Ocasionalmente, olhei para o lado e avistei uma seção estrategicamente posicionada na lateral da fila, onde uma placa em letras reluzentes anunciava: “PROMOÇÃO DE MÁSCARAS”.

Seduzido que fiquei pelo anúncio a me oferecer mais um ótimo negócio, resgatei uma unidade e joguei no carrinho, sem nenhuma ponderação sobre este que se tornou objeto essencial de nossos dias. Afinal, o que há para se verificar numa máscara? Não existem grandes distinções entre elas! Máscaras são feitas para cobrir o rosto, inteira ou parcialmente, então basta que cumpram precisamente sua função e está tudo certo.

Contudo, dias depois quando minha nova aquisição se fez necessária, foi que eu descobri que máscaras não são padronizadas como eu imaginava. Elas possuem particularidades, tamanhos, cores, funções... A minha nova máscara, em específico, não havia elásticos para que eu a prendesse atrás das orelhas. No lugar, tiras de tecido que indicavam que eu deveria amarrá-la na cabeça...

Isso mesmo: amarrar!

Achei aquilo ultrajante! Onde foi parar a praticidade do elástico? O fabricante devia ter colocado instruções de uso (como se alguém lesse instruções de uso) para que o consumidor não fosse surpreendido por tiras no lugar do elástico. Agora eu teria que gastar vários minutos da minha vida ajeitando uma máscara analógica, dar o nó correto e não me esquecer de afrouxar um pouco para não morrer sufocado. Vi-me sentenciado a desenvolver a invejável paciência de um executivo, que em frente ao espelho, faz com zelo e cuidado o nó de sua gravata.

Sim, caros leitores, máscaras são adereços que estão se tornando cada vez mais necessários, mais sofisticados e pomposos. Nosso mercado sempre atento para as carências humanas é especialista na arte de variar. Depois do meu entrave com as tiras da minha nova máscara, passei a observar (porém, não tão de perto por medo de um famigerado vírus) as mais distintas máscaras que hoje tomaram conta de todos os espaços imagináveis.

Máscaras de variadas cores, tamanhos, gêneros, de composição variada, de estampas combinando com o estilo do cliente, com bordado de marcas famosas para aqueles que gostam de ostentar, transparentes para que não se perca a leitura labial, máscaras de tricô, e até com a opção do seu time do coração! Ah, e já estão chegando, para delírio coletivo, as invejáveis máscaras com aroma de frutas.

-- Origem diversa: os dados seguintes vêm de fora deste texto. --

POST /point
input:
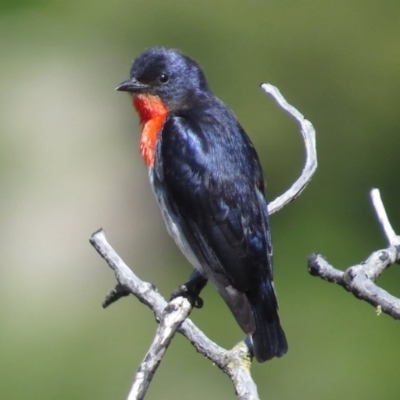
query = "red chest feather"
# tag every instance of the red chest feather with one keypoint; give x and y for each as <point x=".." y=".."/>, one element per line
<point x="152" y="113"/>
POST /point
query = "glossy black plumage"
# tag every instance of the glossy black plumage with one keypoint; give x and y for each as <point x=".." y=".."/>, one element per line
<point x="209" y="184"/>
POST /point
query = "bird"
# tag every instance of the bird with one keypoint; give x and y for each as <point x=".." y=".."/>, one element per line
<point x="208" y="181"/>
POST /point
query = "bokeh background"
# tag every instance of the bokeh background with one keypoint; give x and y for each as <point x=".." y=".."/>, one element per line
<point x="70" y="165"/>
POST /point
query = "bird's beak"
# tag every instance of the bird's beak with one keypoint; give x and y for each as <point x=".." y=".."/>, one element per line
<point x="131" y="85"/>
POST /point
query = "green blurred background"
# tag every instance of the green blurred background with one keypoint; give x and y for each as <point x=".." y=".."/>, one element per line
<point x="70" y="164"/>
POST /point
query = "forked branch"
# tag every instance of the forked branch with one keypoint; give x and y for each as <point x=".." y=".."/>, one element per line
<point x="360" y="279"/>
<point x="173" y="316"/>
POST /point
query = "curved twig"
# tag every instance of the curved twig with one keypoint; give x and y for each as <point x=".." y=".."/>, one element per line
<point x="308" y="133"/>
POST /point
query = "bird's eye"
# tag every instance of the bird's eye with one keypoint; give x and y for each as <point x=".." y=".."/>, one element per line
<point x="163" y="78"/>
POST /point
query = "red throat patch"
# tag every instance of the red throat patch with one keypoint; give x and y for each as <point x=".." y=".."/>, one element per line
<point x="153" y="114"/>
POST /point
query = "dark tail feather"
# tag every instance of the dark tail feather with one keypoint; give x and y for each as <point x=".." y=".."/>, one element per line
<point x="269" y="340"/>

A máscara agora é você, cidadão brasileiro! Ela nos representa de tal forma, que atualmente estamos olhando para máscaras e comparando, fazendo avaliações mentais. Outro dia, passei por uma moça na rua e pensei comigo: puxa como ela ficou bem com aquela máscara. Minha esposa recebe ocasionalmente um catálogo variado de modelos e, vaidosa que é, passa horas experimentando para ver qual a que melhor combina com ela.

Recentemente uma vendedora, sabendo de minhas preferências musicais, ofereceu-me uma máscara de “caveirinhas”. Ela comentou, entendedora que era do mercado de máscaras, que aquele modelo era “a minha cara”. Também recebi anúncios lustrosos oferendo a mais inovadora das alternativas: máscaras 3D.

Mas que porra seria uma máscara 3D?

Diante dessa minha antiquada percepção da atualidade, uma colega do trabalho veio em meu socorro e explicou, em detalhes, o que era uma máscara 3D. Durante sua apresentação até tirou da bolsa a sua 3D, novinha, comprada naquela mesma semana.

Sim senhor! E a partir de agora nós, respeitáveis consumidores, respiramos, literalmente, nossas máscaras! Portanto, neste mundo de rostos semicobertos, escolhas serão feitas no uso das verificações adequadas aos tempos de rostos cobertos: você tem aquela com elástico? Quais são as opções de cores? Esse estilo combina com jeans? Você trabalha com modelos 3D? Eu queria daquela cavadinha para não ficar pegando no meu olho...

Mas não importa qual seja a sua preferência. Melhor fazer uso da mais cafona e desproporcional das máscaras, do que sair na rua de cara limpa à mercê de um certo corona.